Drew interrupted her. “You definitely are. Someone’s installed CIA-grade keystroke-monitoring software on your laptop. It’s probably nothing to worry about, just us making sure you’re okay.
“I’ve disabled it remotely using an app I have. But I can’t sweep your house from here. We’ll have to speak guardedly. And, of course, I’ll recommend a sweeping service. You should get the house cleaned as soon as possible.”
Willow nodded. “I’m already planning on it.”
“Good.” He then gave her further instructions. “In the meantime, we’ll all need to speak in low voices. Willow, pick up
your laptop and walk around the house as we’re speaking. Even in a thoroughly bugged house it’s impossible to place bugs so that they cover every inch. When you’re walking around, anyone listening in will be likely to lose bits of information from time to time. It’s the best we can do on the fly.”
“Got it.” Nervous as she was, she was eager to move around. Pacing was a good thing. Willow picked up her laptop and began roaming. “We’re clear. I’m wandering. How do you like the tour of the house? Do you like my new pillows?” Willow pointed her laptop toward her pillow-covered sofa.
“Very nice.” Drew said, but he sounded less than enthused.
What was it with men? Why didn’t they appreciate a beautiful decorative pillow? Must be something in their genetics.
“Willow,” Drew said softly, gently, when Willow turned the laptop screen back to focus on her. “I know this anniversary is a hard time for you. It is for all of us. But I saw Jack.…” He took a deep breath, as if it was difficult for him to talk about it. “I saw Jack during the explosion. He couldn’t have survived the blast.”
Drew sounded genuine in his grief and belief. But Willow was not going to budge. She knew what she knew—Con was Jack. She had to convince Drew to at least consider the possibility.
“I know, Drew. I believe you saw what you saw. But you have to believe me. I know my husband. And this guy in Orchard Bluff who calls himself Con, he’s very likely Jack.” It was hard to keep from speaking loudly when she was so excited and emphatic about the possibility. She had to force herself to modulate her voice.

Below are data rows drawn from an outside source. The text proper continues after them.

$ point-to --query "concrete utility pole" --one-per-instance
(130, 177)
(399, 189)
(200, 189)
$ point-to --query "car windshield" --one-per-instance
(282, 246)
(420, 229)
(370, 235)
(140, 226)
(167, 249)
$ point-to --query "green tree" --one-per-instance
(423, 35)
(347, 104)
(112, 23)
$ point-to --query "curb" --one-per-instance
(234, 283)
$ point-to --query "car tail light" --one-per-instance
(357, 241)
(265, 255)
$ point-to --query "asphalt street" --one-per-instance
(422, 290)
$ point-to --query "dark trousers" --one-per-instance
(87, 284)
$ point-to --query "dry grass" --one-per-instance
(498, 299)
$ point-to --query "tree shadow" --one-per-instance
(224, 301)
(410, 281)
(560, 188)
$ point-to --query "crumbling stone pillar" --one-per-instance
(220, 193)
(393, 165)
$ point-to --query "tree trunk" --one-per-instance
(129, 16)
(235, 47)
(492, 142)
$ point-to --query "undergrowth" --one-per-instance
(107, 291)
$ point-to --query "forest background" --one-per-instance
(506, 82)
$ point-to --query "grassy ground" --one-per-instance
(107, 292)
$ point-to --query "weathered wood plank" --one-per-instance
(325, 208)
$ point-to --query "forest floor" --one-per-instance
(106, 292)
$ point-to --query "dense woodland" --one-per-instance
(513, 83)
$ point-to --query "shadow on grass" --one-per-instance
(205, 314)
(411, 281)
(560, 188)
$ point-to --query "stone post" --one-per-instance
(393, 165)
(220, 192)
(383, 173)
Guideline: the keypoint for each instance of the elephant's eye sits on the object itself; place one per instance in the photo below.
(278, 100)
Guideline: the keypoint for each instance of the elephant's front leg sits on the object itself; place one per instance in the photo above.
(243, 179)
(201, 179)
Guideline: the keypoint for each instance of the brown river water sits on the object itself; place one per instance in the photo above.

“This isn’t about the Sense, is it?” Drew asked.
Her friends knew all about the Sense.
“Not just, but it’s been niggling at me. It’s more than that, though. It’s his eyes—” She grabbed her cell phone from her pocket. “Let me show you.” She brought up the picture of Con and turned it toward her computer camera so Staci and Drew could see.
Staci gasped. “He does remind me a bit of Jack, only—”
“—more perfect,” Willow finished for her. “As if he’s had reconstructive plastic surgery.”